Answer the following questions. You have to upload a PDF file as the primary resource. You can upload any additional file as a secondary resource. Please note that you need to provide clear and detailed explanations for all the solutions that you provide.

Answer the following questions. Upload your answers in a pdf file.

Question 1

KB entails a sentence α (KB |= α) if and only if, in every model KB is true, α is true as well. M (KB) is a subset of M(α). One way to implement the inference is to enumerate all the models and check that α is true in every model that KB is true.

Assume a simplified version of the problem with breezes and pits. Squares next to pits are breezy, and breezy squares are next to squares with pits.

The agent did not detect a breeze at square [1,1] (column, row). The agent detected a Breeze in [2,1]. Thus, your knowledge base is KB : (¬ B1,1) ∧ (B2,1), where Bx,y is true if there is a breeze in [x,y].

Below you can see all possible models of adjacent pits: A pit is represented as a black cell.

1.1. Surround with a line the possible worlds above that are models of KB

1.2. Consider the sentence α1 = “Square [1,2] does not have a pit.” Surround with a line the possible worlds below that are models of α1.

1.3. Does KB |= α1? Explain your answer

1.4. Consider the sentence α2 = “Square [2,2] does not have a pit.” Surround with a line the possible worlds below that are models of α2.

Question 2:

Assume that you are given the following configuration.

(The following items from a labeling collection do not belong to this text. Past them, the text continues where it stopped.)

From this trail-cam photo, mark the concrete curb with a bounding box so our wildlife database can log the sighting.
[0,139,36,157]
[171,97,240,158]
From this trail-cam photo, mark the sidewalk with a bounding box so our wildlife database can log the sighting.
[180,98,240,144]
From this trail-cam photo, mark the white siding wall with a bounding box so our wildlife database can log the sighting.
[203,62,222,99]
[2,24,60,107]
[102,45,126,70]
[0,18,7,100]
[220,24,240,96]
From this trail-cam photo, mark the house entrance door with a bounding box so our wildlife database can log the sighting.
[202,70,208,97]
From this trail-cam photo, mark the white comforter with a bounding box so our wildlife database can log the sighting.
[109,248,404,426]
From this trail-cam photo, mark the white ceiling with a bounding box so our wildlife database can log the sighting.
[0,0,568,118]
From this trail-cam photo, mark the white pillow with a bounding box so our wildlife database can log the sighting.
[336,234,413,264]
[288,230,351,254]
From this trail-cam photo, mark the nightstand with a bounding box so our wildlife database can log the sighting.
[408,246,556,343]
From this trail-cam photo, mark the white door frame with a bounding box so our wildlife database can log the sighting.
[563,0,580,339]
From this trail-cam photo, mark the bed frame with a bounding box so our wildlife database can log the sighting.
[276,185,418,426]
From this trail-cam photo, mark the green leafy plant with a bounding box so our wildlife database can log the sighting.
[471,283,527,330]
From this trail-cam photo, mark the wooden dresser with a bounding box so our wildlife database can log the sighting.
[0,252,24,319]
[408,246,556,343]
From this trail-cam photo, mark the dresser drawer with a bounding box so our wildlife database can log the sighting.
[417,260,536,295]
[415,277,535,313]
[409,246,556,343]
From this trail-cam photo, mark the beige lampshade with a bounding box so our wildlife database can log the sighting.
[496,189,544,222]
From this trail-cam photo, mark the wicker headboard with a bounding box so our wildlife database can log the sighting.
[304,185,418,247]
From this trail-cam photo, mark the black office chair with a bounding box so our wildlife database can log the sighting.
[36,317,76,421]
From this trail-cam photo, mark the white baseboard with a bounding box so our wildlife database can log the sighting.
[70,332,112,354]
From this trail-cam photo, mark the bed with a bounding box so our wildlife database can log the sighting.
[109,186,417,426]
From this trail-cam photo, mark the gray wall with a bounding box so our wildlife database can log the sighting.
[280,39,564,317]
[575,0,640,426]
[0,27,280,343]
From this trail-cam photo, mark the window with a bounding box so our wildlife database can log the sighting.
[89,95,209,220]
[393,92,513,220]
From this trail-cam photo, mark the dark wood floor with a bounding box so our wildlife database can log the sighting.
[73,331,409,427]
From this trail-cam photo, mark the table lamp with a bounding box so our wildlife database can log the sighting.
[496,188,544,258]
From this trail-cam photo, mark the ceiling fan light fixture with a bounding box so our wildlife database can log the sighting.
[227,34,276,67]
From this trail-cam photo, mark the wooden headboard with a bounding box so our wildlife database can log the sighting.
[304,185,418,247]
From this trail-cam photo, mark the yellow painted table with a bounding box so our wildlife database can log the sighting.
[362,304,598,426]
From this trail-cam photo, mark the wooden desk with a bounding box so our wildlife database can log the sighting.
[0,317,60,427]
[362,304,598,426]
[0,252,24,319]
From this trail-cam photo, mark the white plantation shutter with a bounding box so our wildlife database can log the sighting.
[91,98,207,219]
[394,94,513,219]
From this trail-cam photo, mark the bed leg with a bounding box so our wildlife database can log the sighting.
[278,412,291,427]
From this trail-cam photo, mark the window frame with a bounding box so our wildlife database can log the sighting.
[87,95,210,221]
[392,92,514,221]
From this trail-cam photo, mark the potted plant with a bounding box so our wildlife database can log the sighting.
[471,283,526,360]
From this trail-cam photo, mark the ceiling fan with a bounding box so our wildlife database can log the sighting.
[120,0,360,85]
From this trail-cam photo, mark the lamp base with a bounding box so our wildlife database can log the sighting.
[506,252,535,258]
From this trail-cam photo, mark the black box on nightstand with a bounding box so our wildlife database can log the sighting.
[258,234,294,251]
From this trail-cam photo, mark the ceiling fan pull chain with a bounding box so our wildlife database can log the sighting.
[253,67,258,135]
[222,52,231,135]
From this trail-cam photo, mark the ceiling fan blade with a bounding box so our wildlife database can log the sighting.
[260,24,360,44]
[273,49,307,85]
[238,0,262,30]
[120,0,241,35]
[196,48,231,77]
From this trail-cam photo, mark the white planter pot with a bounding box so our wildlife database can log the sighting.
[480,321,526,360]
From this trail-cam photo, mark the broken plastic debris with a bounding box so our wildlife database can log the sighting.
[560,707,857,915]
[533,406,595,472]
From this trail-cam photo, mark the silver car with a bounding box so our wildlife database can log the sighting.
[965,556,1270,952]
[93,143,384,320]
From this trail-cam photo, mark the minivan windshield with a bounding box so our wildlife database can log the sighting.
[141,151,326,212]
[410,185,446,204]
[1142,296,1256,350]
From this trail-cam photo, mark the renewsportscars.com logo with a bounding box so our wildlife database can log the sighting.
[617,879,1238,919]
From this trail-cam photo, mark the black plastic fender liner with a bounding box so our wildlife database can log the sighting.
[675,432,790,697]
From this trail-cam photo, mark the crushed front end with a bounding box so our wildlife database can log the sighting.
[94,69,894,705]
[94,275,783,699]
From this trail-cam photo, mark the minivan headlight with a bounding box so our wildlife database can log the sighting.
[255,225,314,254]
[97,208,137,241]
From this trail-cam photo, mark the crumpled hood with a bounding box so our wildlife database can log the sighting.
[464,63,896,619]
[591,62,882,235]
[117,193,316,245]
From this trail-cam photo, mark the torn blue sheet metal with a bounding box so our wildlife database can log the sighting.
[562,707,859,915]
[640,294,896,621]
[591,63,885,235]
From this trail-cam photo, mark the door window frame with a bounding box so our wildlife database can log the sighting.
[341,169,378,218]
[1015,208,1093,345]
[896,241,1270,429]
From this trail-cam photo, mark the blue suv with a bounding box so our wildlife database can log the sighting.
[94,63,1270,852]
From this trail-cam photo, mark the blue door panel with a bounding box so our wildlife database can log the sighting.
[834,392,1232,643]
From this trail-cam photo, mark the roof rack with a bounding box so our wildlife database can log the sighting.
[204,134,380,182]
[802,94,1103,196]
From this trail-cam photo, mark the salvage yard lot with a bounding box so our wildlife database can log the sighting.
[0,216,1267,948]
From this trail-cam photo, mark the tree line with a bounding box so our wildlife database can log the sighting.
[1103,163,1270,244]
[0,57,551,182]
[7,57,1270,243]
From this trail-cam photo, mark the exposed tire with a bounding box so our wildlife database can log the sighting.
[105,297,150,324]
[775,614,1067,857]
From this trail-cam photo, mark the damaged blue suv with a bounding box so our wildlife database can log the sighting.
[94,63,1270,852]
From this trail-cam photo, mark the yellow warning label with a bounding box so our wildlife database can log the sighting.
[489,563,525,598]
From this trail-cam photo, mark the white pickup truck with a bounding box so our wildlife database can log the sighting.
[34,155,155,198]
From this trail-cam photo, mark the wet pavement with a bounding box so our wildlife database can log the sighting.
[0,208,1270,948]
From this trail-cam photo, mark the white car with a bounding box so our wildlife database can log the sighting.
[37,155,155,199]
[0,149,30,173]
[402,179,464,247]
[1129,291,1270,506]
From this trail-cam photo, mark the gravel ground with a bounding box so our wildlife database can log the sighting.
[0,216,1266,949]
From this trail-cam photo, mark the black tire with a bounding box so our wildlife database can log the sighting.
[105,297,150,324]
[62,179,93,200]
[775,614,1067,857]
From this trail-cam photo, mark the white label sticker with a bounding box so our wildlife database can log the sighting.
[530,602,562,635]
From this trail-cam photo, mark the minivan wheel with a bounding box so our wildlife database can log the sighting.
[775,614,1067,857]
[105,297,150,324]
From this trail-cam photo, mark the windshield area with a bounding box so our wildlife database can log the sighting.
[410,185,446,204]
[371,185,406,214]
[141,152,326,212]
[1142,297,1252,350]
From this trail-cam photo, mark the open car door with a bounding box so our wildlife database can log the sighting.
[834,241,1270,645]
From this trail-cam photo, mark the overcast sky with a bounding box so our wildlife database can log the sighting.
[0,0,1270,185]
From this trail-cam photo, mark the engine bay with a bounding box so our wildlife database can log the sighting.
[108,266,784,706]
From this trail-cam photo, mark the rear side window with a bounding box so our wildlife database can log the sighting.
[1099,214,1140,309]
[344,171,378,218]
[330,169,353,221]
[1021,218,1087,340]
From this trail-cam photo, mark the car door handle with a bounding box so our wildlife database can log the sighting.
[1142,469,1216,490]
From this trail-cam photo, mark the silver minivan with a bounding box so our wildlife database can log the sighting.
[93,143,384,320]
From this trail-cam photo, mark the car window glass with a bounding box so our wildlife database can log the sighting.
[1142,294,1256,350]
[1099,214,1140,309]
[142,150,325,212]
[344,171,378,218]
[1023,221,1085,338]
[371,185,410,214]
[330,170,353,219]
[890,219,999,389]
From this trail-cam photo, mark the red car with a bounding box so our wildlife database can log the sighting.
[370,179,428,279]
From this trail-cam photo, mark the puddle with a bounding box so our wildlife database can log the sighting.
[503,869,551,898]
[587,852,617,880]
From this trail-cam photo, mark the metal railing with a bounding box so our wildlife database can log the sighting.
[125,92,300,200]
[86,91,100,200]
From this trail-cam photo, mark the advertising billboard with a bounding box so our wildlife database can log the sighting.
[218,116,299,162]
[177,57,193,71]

Compute the probability P3,1. Each square other than [1,1] contains a pit with a probability of 0.3.

Hint: Use section 12.7 for a similar example.

2.1 What is the evidence?

2.2. Write the formula for the full joint distribution. How many entries are there?

2.2 Use conditional independence to simplify the summation.

Question 3:

Given the network below, calculate marginal and conditional probabilities P (¬p3), P(p2|¬p3), P(p1|p2, ¬p3) a P(p1|¬p3, p4). Apply inference by enumeration. P(p1)=0.4 P(p2/p1)=0.8, P(p3/p2)=0.2 P(p3/¬p2)=0.3, P(p4/p2)=0.8, P(p4/¬p2)=0.5. Optional: Can you consider the case of using variable elimination?

Assignment Information
Weight:

20%

Learning Outcomes Added
LO1_FundamentalsAI: Identify key concepts relating to various AI techniques.
LO2_ReasoningAI: Apply logic, probabilistic reasoning, and knowledge representation strategies in solving AI problems.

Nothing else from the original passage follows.